Regression Analysis, a statistical technique, is used to evaluate the relationship between two or more variables. Regression analysis helps an organisation to understand what their data points represent and use them accordingly with the help of business analytical techniques in order to do better decision-making. In this analysis, you will understand how the typical value of the dependent variable changes when one of the independent variables is varied, while the other independent variables are held fixed. Business analysts and data professionals use this powerful statistical tool for removing the unwanted variables and select the important ones. There are several ways that an organisation use regression analysis and some of them are discussed below.
Organisations, in order to run smoothly as well as efficiently, need better decisions and must understand the effects of the decision taken. Organisations collect data about sales, investments, expenditures and other parameters and analyse it for improvement. The regression analysis helps the organisations to make sense of the data which is then used for gaining insights into an organisation. Business analysts and data professionals use the regression analysis to make strategic business decisions.
2| Optimisation Of Business
The motive of regression analysis is to turn the collected data into actionable insights. The organisations are adopting data-driven decision making which eliminates the old-school techniques like guesswork or assuming a hypothesis which eventually improves the performance of work in an organisation. This analysis provides practical assistance to the management unit of the organisation. With lots of data available, the data can be analysed as well as understood to gain efficient insights and work smartly.
3| Predictive Analysis
Organisations use regression analysis in order to predict future events. In this process, the business analysts predict the man of the dependent variables for given specific values of the dependent variables. The multivariate linear regression is used for various important purposes such as forecasting sale volumes or create growth plans, etc. According to this article, the general procedure for using regression in order to make good predictions are mentioned below:
- Research the subject-area so that you can build on the work of others. This research with the subsequent steps.
- Collect data for the relevant variables.
- Specify and assess your regression model.
- If you have a model that adequately fits the data, use it to make predictions.
4| Risk Analysis
Most of the time while analysis data, the analyst make mistakes and made a confusion between correlation and causation. It is important to note and understand that correlation is not causation. The regression analysis is used by the organisations to assess the risk in the financial domain and other such domains and thus guide to make crucial business decisions. The linear regression analysis developed the capital asset pricing model which helps in taking financial decisions.
5| Understand The Failures
Besides the analysis of data, regression analysis also helps an organisation to understand any failure and learns from it to correct in the future analysis. Thee regression analysis basically provides quantitative support for the decision-making process.

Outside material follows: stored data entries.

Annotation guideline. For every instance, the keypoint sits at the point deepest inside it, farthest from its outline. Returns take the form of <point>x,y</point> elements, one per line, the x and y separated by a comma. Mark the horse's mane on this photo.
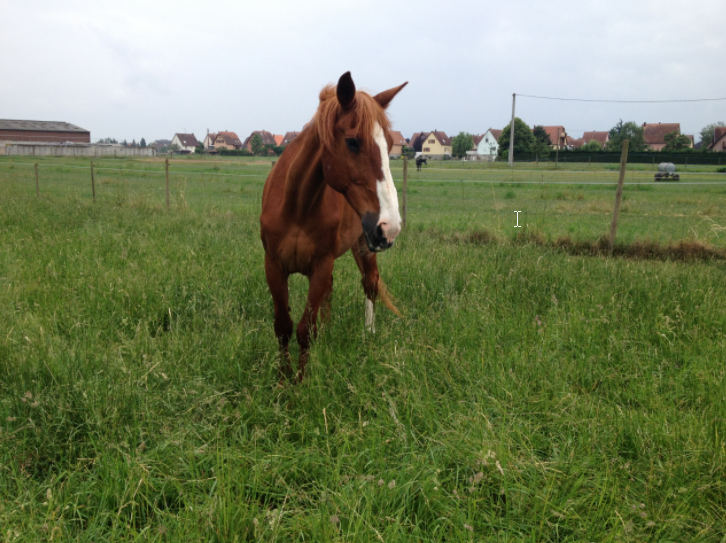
<point>368,112</point>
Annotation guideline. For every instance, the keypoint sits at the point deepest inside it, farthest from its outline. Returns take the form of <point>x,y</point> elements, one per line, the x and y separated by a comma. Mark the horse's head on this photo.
<point>354,133</point>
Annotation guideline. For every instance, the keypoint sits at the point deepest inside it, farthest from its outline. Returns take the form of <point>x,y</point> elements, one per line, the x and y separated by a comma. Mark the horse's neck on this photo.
<point>305,183</point>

Predicting success can be said as one of the main assets of regression analysis such as analysing the data points of previous sales data as well as current sales data in an organisation to understand and predict the future success.
In pharmaceutical companies, regression analysis is used to analyse the quantitative stability data for the retest period or estimation of shelf life. In this approach, the nature of the relationship between an attribute and time determines whether the data should be transformed for linear regression analysis or non-linear regression analysis.
Simple linear regression is also known as Ordinary Least Squares (OLS) provides an overall rationale for the placing of the line of the best fit among the data points which are being studied. This tool is commonly used in forecasting and financial analysis. Another application such as the statistical method is fundamental to the Capital Asset Pricing Model (CAPM) which describes the relationship between the expected return and risk of investing in a security.
In the credit card company, regression analysis helps in understanding various factors like customer’s risk of credit default, expected consumer behaviour, prediction of credit balance, etc. and based on these results the company implements specific EMI options while minimising the default among risky customers.